Cooking Level: ★★☆☆☆

  • 1pc Whole snapper

  • 6pc Garlic cloves, peeled

  • 150ml White wine

  • 1tbsp Capers

  • 1 liter Water

  • 500ml Organic fish broth

  • Salt and pepper to taste

  • 2pcs Ripe plum tomatoes

  • 10pcs Cherry tomatoes, halved

  • 30pcs Kalamata olives, pitted

  • 200g fresh clams

  • Fresh chopped Parsley

  • Fresh chopped Basil

  1. Take out fish and let it sit on room temperature for 30 minutes

  2. In the meantime prepare the broth: In a large pot with olive oil fry the garlic until crispy but not burned

  3. Add the capers and pour in the white wine, reduce until the wine has almost evaporated.

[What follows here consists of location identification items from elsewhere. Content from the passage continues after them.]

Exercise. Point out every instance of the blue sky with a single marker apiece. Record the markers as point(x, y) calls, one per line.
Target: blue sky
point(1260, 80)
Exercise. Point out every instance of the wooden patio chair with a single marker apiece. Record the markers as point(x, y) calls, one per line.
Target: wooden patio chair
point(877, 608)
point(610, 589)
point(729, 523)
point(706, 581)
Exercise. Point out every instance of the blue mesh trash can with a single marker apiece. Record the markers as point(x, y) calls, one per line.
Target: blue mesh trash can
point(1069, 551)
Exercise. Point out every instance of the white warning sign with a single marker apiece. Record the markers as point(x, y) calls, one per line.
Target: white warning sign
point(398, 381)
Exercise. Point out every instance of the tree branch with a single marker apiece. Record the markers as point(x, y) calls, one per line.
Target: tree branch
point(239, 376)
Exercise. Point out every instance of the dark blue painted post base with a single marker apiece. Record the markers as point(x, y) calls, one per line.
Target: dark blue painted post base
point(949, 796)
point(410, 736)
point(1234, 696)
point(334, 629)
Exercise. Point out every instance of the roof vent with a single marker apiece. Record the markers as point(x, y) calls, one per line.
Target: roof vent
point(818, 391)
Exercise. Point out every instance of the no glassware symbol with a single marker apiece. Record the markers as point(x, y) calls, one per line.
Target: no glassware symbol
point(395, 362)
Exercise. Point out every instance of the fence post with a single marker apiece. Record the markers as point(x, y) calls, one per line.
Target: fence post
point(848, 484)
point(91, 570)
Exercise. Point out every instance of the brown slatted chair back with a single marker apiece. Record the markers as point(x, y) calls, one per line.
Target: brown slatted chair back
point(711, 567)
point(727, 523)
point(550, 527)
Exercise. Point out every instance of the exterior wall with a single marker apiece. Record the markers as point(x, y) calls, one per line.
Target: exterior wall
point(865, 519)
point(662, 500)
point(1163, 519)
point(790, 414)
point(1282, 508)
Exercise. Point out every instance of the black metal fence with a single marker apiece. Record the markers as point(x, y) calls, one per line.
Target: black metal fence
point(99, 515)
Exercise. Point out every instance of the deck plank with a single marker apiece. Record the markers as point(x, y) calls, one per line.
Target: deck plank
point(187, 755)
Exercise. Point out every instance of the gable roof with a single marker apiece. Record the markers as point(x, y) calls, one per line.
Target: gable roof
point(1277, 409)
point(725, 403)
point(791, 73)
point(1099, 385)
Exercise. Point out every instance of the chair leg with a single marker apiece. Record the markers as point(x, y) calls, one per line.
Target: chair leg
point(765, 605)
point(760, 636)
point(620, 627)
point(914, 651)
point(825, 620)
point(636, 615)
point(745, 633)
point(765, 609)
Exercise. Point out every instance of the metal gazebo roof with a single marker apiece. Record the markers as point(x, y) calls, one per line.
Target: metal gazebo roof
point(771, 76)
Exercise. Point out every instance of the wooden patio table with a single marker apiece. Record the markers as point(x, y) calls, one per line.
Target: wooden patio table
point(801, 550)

  4. Add the fish broth and water and bring to a boil. Simmer for 30 minutes

  5. Transfer the broth to a large pan, turn down the heat

  6. Add the whole snapper to the pan and poach on 80 °C for 45 minutes

  7. After 45 minutes take out the fish

  8. Add the tomatoes and olives and bring to a simmer again

  9. Add the clams and put back the fish. Simmer for 5 minutes

  10. Remove from heat and cover with a Lid

  11. Let it rest for 15 minutes with lid closed

  12. Sprinkle with parsley and basil and serve


For poaching it should gentle simmer in the broth. Broth should not boil. Instead of clams can also use live blue mussels or prawns. Add some nice aged balsamic vinegar and a splash of good extra virgin olive oil. Eat with some focaccia bread or baguette so you can soak up all the broth.